Sunday, January 31, 2010

Animal Cruelty and Statistical Reasoning

In a recent article, animal rights activists (Mercy for Animals-MFA) went undercover and made some observations about animal abuse on dairy farms. See-
Governor Paterson, Shut This Dairy Down

The author of the above article states:

"But the grisly footage that every farm randomly chosen for investigation--MFA has investigated 11--seems to yield, indicates the violence is not isolated, not coincidental, but agribusiness-as-usual."

Where the statement above could get carried away, is if someone tried to apply it not only to the population of dairy farmers in that state or region, but to the industry as a whole. It's not clear how broadly they are using the term 'agribusiness as usual' but let's say a reader of the article wanted to apply it to the entire dairy industry.

This is exactly why economists and scientists employ statistical methods. Anyone can make outrageous claims about a number of policies, but are these claims really consistent with evidence? How do we determine if some claims are more valid than others?

Statistical inference is the process by which we take a sample and then try to make statements about the population based on what we observe from the sample. If we take a sample (like a sample of dairy farms) and make observations, the fact that our sample was 'random' doesn't necessarily make our conclusions about the population it came from valid.

Before we can say anything about the population, we need to know 'how rare is this sample?' We need to know something about our 'sampling distribution' to make these claims.

According to the USDA, in 2006 there were 75,000 dairy operations in the U.S. According to the activists claims, they 'randomly' sampled 11 dairies and found abuse on all of them. That represents just .0146% of all dairies. If we wanted to investigate the proportion of dairy farms that were abusing animals, if we wanted to be 90% confident in our estimate ( that is construct a 90% confidence interval) and we wanted the estimate (within the confidence interval)to be within a margin of error of .05, then the sample size required to estimate this proportion can be given by the following formula:

n = (z/2E)^2 where

z = value from the standard normal distribution associated with a 90% confidence interval

E = the margin of error

The sample size we would need is: (1.645/2*.05)^2 = (16.45)^2 = 270.65 ~271 farms!

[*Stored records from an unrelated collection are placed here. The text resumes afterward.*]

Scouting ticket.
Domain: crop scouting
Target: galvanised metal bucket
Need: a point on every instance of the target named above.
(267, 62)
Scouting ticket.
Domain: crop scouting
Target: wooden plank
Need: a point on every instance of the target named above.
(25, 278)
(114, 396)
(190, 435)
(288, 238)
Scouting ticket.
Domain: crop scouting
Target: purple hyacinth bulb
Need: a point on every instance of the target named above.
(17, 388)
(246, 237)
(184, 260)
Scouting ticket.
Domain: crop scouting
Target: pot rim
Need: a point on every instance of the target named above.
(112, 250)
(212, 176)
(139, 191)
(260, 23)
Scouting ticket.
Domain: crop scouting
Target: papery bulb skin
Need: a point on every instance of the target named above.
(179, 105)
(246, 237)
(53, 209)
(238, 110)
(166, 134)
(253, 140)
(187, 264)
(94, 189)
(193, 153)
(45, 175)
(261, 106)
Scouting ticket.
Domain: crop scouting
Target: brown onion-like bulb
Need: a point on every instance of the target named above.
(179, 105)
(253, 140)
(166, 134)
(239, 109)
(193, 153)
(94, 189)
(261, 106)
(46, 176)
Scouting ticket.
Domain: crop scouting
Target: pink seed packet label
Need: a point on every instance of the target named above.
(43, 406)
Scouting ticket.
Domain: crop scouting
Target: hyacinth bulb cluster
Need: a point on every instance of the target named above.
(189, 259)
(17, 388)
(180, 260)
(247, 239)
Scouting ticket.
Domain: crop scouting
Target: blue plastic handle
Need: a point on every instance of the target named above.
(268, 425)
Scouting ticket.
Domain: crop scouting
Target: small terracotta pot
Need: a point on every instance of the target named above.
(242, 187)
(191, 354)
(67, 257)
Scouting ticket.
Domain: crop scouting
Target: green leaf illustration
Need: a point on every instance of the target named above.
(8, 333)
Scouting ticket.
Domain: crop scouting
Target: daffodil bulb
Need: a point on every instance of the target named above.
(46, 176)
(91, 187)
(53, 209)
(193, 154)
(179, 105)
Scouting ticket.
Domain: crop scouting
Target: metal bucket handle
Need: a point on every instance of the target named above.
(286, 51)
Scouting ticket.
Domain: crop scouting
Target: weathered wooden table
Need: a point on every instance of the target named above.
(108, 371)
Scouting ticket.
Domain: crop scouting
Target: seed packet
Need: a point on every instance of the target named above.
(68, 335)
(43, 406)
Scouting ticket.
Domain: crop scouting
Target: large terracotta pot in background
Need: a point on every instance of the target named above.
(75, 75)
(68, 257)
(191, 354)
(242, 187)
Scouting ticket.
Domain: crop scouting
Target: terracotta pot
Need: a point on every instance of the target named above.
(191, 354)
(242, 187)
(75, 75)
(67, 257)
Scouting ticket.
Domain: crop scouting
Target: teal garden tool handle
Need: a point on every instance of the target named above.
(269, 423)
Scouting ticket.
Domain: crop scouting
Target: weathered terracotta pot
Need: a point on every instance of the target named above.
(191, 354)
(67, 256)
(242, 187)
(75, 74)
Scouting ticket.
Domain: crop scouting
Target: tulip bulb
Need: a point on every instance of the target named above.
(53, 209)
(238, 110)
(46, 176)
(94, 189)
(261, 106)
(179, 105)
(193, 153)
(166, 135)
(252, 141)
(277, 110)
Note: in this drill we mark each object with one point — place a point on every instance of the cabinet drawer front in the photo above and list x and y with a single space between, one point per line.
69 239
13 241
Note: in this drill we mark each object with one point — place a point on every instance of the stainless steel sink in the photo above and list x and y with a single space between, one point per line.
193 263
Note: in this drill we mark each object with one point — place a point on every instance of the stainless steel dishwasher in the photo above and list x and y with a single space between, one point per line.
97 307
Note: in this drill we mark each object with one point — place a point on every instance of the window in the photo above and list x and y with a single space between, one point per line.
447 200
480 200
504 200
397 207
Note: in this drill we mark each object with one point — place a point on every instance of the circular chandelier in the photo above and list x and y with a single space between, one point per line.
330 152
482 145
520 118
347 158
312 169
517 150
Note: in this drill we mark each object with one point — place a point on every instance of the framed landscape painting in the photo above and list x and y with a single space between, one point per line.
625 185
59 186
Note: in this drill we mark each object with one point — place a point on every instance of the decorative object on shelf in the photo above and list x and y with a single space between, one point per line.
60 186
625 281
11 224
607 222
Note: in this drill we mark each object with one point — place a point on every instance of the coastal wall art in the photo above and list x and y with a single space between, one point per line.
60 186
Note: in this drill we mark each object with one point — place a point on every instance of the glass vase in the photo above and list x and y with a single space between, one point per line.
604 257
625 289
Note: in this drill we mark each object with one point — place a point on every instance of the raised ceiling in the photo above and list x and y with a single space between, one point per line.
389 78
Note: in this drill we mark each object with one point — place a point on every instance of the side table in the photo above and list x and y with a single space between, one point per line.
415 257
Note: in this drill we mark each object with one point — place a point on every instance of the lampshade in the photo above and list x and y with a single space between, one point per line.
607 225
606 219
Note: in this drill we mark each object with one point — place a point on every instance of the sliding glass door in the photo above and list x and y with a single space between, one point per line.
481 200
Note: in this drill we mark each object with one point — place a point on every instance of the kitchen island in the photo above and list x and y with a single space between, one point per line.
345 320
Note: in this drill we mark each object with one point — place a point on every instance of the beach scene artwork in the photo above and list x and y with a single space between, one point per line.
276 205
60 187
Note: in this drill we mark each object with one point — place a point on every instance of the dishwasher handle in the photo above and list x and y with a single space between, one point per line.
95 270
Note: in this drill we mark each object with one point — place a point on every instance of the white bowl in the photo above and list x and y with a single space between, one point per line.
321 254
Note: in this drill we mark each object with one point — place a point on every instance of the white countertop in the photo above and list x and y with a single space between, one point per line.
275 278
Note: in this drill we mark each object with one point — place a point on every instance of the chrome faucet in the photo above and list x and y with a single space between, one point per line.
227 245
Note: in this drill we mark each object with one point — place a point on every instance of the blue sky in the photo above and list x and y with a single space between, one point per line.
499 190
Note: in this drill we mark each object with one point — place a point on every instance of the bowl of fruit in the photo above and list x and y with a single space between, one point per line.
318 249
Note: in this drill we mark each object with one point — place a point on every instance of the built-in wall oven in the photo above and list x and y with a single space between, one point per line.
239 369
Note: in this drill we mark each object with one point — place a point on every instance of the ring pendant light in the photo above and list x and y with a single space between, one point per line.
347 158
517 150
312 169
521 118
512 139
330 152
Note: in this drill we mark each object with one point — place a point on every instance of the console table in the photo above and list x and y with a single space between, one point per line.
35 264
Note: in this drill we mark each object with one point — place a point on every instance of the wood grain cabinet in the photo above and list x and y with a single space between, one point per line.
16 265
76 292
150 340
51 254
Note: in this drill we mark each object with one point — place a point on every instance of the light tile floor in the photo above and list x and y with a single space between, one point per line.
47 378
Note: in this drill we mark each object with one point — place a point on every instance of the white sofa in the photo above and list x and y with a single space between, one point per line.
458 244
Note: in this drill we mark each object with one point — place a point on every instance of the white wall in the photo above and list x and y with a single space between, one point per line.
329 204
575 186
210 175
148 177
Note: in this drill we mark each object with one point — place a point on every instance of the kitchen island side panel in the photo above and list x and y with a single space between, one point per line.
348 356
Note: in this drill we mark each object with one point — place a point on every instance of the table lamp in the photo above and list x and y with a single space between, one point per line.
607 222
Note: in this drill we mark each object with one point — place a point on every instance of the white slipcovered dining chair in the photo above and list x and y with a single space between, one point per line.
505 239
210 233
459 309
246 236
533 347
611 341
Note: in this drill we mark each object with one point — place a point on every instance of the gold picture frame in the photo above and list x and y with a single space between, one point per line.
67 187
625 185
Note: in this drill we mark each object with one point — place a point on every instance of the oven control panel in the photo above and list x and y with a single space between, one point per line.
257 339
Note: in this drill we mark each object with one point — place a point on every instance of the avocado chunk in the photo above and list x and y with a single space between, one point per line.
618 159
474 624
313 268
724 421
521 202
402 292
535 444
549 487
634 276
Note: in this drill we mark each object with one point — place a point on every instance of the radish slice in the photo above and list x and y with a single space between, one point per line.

To do this we have to make some assumptions:

Since we don't know the actual proportion of dairy farms that abuse animals, the most objective estimate may be 50%. The formula above is derived based on that assumption. (if we assumed 90% then it turns out based on the math (not shown) that the sample size would have to be the same as if we assumed that only 10% of farms abused their animals, which gives a sample size of about 98 or way more than 11). This also assumes normally distributed data. But to calculate anything, we would have to depend still on someone's subjective opinion of whether a farm was engaging in abuse or not.

I'm sure the article that I'm referring to above was never intended to be scientific, but the author should have chosen their words more carefully. What they have is allegedly a 'random' observation and nothing more. They have no 'empirical' evidence to infer from their 'random' samples that these abuses are 'agribusiness-as-usual' for the whole population of dairy farmers.

While MFA may have evidence sufficient for taking action against these individual dairies, the question becomes how high should the burden of proof be to support an increase in government oversight of the industry as a whole? (which seems to be the goal of many activist organizations)This kind of analysis involves consideration of the tradeoffs involved. This may depend partly on subjective views. We can use statistics to validate claims made on both sides of the debate, but statistical tests have no 'power' in weighing one person's preferences over another. Economics has no way to make interpersonal comparisons of utility.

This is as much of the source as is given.